I need to, as accurately as possible, establish what the inrush current is for some large metal halide floodlights with magnetic ballasts and I'm drawing a blank.

This is for a switchgear/DB replacement I am in the planning stages of and need to know whether these circuits can be fed from MCBs or if I need to use MCCBs or if fuses would be OK.
These are currently fed from 63A MCCBs, but it would be advantageous if they could be run on MCB's instead.

There are 4 TP circuits each feeding a floodlight column. Each column has 9x 2kW MBIL type discharge lamps on it with magnetic ballasts connected in delta with loads evenly distributed (3 connected between L1 and L2, 3 between L2 and L3 and 3 between L1 and L3).

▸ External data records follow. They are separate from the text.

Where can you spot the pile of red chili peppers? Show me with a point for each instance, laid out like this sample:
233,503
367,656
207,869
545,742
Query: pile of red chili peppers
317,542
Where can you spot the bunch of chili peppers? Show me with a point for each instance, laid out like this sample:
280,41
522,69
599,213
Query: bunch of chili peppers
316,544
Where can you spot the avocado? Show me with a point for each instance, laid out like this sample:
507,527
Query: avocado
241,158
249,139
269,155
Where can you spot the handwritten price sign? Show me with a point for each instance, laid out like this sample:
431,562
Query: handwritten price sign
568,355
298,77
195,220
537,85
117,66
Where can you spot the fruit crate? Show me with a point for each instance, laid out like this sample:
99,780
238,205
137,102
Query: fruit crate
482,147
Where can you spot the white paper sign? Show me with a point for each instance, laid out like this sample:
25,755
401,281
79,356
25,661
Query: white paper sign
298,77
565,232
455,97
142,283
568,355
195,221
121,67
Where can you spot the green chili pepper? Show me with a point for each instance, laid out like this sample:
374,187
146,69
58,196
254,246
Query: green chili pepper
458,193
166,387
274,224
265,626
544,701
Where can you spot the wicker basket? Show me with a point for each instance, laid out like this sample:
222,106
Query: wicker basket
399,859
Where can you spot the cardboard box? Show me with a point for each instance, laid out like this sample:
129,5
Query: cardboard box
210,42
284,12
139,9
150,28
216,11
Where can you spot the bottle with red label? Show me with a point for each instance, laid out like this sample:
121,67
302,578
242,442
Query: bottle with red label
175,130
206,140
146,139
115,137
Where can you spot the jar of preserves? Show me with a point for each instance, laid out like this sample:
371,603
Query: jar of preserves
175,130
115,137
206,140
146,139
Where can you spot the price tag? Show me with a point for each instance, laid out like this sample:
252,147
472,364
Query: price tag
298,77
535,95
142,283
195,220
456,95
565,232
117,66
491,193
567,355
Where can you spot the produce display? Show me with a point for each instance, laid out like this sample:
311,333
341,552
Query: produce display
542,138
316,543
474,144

I've tried asking schneider as they can usually look up a maximum number of fittings for a given MCB, but they dont have info for this size fitting and can't help without the inrush data.

So I've asked the ballast manufacturer, Thorn, for the inrush data and they apparently don't know. But they did come up with a max starting current (not inrush) of 9.3A at 415V.

Can anybody help with calculating the inrush for these?
 
See first table in which makes recommendations on ratings and types of CB and contactors:

https://www.veelite.com/wp-content/uploads/Protection-of-Lamp-Circuits3.pdf

I will see if I can find anything else.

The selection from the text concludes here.